Removable singularities for $L^2$ bounded holomorphic functions Suppose $V$ is a  analytic variety of an  open subset $U\subset ℂ^n$. Suppose that  $f:U\setminus V\rightarrow C$ is holomorphic and  that $f$ is  $L^2$-bounded in $U$. Question: Is it true that there exists a unique holomorphic extension of $f$ to all of $U$?
 A: Every analytic variety is pluripolar, according to page 2 here. Pluripolar sets are removable for $L^2$ holomorphic functions, according to page 20 here. (These are not the best references, but they are what I could find without going through paywalls.)
A: See Ohsawa's book Analysis of Several Complex Variables, Theorem 1.13 and Proposition 1.14.
The proof relies on the fact that a $L^2$ function is holomorphic if and only if $\bar{\partial} f$ is $0$ in the sense of distribution. So we need to verify $\int f\bar{\partial}_i u=0$ for any smooth function $u$ with compact support. We can use a cut-off function supported in a $\varepsilon$-neighborhood of $V$ to separate the integration into two parts. Taking $\varepsilon\to 0$ will give us the desired identity.
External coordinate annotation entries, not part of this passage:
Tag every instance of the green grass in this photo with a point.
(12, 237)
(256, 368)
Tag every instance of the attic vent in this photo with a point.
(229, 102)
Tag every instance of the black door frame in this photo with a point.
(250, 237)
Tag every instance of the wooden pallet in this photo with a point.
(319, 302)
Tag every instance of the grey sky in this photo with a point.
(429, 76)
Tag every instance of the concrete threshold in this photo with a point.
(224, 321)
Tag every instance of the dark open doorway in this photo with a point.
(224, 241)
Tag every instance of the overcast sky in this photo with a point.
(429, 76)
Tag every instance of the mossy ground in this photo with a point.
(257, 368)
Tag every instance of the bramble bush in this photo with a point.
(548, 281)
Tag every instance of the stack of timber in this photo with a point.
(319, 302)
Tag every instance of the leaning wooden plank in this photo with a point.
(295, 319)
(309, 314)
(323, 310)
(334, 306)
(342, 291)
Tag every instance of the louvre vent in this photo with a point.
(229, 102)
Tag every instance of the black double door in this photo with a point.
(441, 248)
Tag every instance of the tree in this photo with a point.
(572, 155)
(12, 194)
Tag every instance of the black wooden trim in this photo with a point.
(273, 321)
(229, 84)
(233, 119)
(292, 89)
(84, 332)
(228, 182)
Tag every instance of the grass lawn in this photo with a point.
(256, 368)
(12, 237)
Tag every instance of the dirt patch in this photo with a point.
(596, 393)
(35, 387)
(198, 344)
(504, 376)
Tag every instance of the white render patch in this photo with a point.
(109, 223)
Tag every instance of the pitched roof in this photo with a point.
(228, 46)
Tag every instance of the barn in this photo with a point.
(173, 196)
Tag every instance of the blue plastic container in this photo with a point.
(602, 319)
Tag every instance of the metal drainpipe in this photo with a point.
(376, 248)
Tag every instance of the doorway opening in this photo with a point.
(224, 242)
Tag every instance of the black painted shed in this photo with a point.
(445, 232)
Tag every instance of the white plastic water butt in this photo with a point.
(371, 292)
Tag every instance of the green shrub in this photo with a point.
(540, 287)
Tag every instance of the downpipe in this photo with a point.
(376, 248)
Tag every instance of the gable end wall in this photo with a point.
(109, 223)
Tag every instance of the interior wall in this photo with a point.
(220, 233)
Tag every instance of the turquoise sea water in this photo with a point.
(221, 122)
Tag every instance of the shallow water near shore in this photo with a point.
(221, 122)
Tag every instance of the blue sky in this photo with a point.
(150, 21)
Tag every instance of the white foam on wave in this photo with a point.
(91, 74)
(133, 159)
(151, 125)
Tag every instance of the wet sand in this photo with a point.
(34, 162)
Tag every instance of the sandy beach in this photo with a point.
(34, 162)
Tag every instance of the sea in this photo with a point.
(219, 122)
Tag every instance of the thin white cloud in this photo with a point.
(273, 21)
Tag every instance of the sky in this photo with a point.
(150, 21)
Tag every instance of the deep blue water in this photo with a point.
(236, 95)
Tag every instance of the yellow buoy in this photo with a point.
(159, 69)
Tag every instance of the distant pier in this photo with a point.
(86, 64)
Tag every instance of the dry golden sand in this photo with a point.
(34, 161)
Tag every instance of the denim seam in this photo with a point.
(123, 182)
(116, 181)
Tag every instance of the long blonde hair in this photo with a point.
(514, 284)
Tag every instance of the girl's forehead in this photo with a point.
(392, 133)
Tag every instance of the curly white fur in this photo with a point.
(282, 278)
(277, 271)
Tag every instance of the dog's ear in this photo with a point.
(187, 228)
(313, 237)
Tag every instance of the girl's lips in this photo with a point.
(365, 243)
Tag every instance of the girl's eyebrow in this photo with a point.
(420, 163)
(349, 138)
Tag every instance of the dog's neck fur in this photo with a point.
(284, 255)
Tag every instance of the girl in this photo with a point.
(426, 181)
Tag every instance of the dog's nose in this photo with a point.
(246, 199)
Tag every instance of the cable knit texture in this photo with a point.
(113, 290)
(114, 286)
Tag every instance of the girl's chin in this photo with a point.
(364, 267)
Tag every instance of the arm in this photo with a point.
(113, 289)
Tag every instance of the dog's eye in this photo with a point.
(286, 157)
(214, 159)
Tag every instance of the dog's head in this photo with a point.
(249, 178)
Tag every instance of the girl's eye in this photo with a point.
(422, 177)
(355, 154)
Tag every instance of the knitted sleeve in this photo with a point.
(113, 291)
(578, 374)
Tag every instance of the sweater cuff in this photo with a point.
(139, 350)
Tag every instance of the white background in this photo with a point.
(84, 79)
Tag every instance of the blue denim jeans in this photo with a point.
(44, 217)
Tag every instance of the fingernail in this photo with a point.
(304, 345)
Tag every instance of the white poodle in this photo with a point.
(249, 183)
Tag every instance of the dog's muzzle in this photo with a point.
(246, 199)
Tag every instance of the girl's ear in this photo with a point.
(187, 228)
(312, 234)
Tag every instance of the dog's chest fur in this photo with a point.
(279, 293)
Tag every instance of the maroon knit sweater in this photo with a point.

One property used when taking limits is that the volume growth of $\varepsilon$-neighborhood is of order $\varepsilon^2$. The conclusion can be applied to any subset with this property. 
Also there is a proof following the discussion for $n=1$. We only need to deal with the case $V=\{h=0\}$ with $h$ holomorphic. Near the nonsingular points, a holomorphic transformation with $h=0$ can reduce the problem to one-dimensional case. So we have extended $f$ to the smooth part of $V$. Notice that the singular part has codimension at least $2$. A final use of Hartog-type extension theorem would give us the extension of $f$ to $U$.